With December fast approaching, Winnipeg charities are preparing for a busy holiday season.

Many organizations are facing higher demand than usual this year while still battling pandemic challenges.

Last holiday season, Feast Cafe Bistro found itself with idle staff and a community needing help.

As a result, restaurant owner Christa Guenther decided to launch the Indigenous feast boxes campaign, where a recipe and ingredients of a traditional meal are sent to families in need.

“It’s to give meal kits that serve four to six people with a recipe, all the ingredients, using Indigenous foods to communities in need,” said Guenther.

With last year’s success, the restaurant is back at it again.

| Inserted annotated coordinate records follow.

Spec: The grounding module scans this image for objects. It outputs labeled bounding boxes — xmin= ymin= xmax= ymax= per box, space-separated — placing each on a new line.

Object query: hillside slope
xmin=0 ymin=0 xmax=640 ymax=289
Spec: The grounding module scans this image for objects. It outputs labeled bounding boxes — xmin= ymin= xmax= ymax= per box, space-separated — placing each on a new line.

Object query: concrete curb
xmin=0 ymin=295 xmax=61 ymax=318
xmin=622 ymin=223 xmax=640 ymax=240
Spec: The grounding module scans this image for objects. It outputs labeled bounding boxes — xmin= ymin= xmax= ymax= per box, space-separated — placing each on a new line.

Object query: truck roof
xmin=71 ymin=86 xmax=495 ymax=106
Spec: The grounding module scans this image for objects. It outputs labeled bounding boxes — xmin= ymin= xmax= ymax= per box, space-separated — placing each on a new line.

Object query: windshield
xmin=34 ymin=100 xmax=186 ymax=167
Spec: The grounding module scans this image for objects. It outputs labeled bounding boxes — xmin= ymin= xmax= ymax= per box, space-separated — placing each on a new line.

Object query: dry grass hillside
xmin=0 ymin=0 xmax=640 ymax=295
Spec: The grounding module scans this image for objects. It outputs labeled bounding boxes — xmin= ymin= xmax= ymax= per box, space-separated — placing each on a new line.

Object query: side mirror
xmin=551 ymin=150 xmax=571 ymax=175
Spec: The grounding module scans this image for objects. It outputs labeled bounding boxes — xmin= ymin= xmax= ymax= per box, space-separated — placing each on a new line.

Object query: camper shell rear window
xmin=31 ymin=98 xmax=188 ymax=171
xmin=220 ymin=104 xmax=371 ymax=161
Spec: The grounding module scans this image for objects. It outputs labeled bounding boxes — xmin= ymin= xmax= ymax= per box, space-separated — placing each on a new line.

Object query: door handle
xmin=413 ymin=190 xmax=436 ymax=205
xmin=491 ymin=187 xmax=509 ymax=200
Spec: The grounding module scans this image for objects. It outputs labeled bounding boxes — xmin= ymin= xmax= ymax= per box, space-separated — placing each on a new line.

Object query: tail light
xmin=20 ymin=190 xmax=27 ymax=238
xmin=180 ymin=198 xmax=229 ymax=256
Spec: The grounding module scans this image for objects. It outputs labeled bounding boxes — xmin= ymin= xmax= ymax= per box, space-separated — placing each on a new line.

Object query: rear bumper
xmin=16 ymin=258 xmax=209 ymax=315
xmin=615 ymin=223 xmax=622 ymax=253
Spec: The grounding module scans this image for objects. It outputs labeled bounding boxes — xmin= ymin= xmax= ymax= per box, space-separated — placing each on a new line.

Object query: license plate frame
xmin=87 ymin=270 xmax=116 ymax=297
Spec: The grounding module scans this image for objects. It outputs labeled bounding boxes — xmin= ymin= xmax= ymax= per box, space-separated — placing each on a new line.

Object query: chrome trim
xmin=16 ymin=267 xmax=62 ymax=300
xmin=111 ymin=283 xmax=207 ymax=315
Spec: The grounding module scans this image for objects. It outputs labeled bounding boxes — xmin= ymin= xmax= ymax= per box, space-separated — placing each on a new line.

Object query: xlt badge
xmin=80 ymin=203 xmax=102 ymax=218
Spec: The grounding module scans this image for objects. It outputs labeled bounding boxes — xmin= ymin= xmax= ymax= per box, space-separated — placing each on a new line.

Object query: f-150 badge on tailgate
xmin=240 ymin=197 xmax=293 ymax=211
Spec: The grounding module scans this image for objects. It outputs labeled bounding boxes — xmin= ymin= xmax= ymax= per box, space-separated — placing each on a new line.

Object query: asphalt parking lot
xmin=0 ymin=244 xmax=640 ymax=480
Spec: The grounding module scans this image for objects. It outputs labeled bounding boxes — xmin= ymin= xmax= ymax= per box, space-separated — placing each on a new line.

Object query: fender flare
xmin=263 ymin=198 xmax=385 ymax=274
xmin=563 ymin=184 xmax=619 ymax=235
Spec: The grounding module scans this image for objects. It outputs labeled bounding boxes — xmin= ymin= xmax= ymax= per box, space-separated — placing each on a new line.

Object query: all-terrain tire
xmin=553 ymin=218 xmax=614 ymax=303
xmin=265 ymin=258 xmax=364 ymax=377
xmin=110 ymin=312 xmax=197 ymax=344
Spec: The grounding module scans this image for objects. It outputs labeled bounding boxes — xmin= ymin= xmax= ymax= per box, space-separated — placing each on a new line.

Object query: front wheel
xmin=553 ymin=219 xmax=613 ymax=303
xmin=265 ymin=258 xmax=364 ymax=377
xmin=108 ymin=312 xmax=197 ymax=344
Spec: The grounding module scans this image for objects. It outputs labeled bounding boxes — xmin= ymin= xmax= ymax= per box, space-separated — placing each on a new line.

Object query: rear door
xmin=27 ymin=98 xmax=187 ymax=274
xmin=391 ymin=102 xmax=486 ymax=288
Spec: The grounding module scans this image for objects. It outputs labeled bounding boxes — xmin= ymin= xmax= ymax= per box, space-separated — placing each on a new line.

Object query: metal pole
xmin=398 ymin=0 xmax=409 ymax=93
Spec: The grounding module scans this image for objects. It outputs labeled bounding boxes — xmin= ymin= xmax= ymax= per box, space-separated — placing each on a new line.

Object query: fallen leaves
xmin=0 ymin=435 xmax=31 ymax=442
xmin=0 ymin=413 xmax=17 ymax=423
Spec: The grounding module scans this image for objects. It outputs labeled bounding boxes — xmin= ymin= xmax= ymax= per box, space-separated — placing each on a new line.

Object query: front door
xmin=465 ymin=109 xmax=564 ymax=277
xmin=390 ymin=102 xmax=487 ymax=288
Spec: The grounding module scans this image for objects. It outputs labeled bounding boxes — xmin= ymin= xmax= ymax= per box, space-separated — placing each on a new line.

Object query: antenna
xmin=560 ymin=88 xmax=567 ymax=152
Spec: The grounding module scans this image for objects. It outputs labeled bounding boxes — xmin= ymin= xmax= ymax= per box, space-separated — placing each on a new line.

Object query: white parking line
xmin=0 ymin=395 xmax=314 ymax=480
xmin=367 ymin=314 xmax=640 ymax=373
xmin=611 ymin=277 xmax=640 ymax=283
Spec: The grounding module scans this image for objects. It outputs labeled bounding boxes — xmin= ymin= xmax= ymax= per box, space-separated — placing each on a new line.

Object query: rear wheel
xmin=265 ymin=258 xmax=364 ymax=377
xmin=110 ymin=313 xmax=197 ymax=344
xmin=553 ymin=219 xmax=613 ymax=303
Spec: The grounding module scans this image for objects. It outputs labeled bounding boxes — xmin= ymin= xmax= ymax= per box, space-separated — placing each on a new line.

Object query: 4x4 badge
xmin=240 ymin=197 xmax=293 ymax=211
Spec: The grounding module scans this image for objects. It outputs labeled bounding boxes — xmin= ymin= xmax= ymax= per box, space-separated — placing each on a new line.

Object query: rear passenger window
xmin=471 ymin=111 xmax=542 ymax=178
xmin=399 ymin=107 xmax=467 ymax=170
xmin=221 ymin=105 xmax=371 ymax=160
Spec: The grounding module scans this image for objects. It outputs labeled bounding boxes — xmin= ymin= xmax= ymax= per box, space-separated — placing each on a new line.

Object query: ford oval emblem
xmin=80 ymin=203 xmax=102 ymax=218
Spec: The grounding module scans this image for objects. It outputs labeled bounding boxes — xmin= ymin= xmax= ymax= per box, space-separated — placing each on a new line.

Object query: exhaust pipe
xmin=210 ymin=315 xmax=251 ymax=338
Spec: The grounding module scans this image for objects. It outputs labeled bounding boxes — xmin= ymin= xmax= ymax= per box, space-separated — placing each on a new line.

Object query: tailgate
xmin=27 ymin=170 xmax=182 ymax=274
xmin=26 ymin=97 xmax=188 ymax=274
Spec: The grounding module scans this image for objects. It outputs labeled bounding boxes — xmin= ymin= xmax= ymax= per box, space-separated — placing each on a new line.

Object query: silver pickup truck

“We found out how much of that need was there and how it really made a difference just having that recipe and having these families be able to replicate that later on,” said Guenther.

Feast Cafe Bistro said it’s hoping to fundraise for 100 kits, enough to feed about 600 people. 

The Christmas Cheer Board is also seeing the need this year, where volunteers are receiving more requests for holiday gifts and food hampers than normal.

“We have seen high demand, so we are anticipating that we will exceed the average 17,000 hampers we do every year,” said Shawna Bell, the executive director of the Christmas Cheer Board.

To keep up with the demand, the charity is looking for more donations.

“We are always looking for toy donations. This year we are a little short in the 10–14 age range for both boys and girls. So certainly that’s in high demand and we would love if anyone could drop some off,” said Bell.

The Christmas Cheer Board said it’s also asking for help finding a bigger space for next year.

Despite being in a smaller facility this year, the board is still taking orders until Dec. 23.

The pandemic-related stress is also being felt at the Salvation Army.

“As with a lot of organizations, we found new costs, new expenses, things had to shift around and we had to adapt to make sure we were still providing as many services as we possibly could,” said Blair Malazdrewich, the communications manager for the Salvation Army Prairie Division.

This year, the organization is implementing new pandemic-friendly technology to its classic kettle campaign.

“We have something called a tip-tap technology that allows people to tap their cards as they go by in five, 10 and 20 dollar increments. The great thing about that is it allows people to keep their social distance, and it’s an instant donation to the salvation army,” said Malazdrewich.

The Salvation Army has set a fundraising goal of $350,000 in Winnipeg and $2 million in the prairie region, including Saskatchewan, Manitoba and Northern Ontario.

The Salvation Army is also collecting new toys for children during its toy mountain fundraiser. A list of drop-off locations can be found here.

No matter the charity, they’re all counting on the giving nature of Manitobans to put a smile on someone’s face come the holidays.

“I’ve actually come to know Manitoba is one of the most generous provinces in the country,” said Guenther.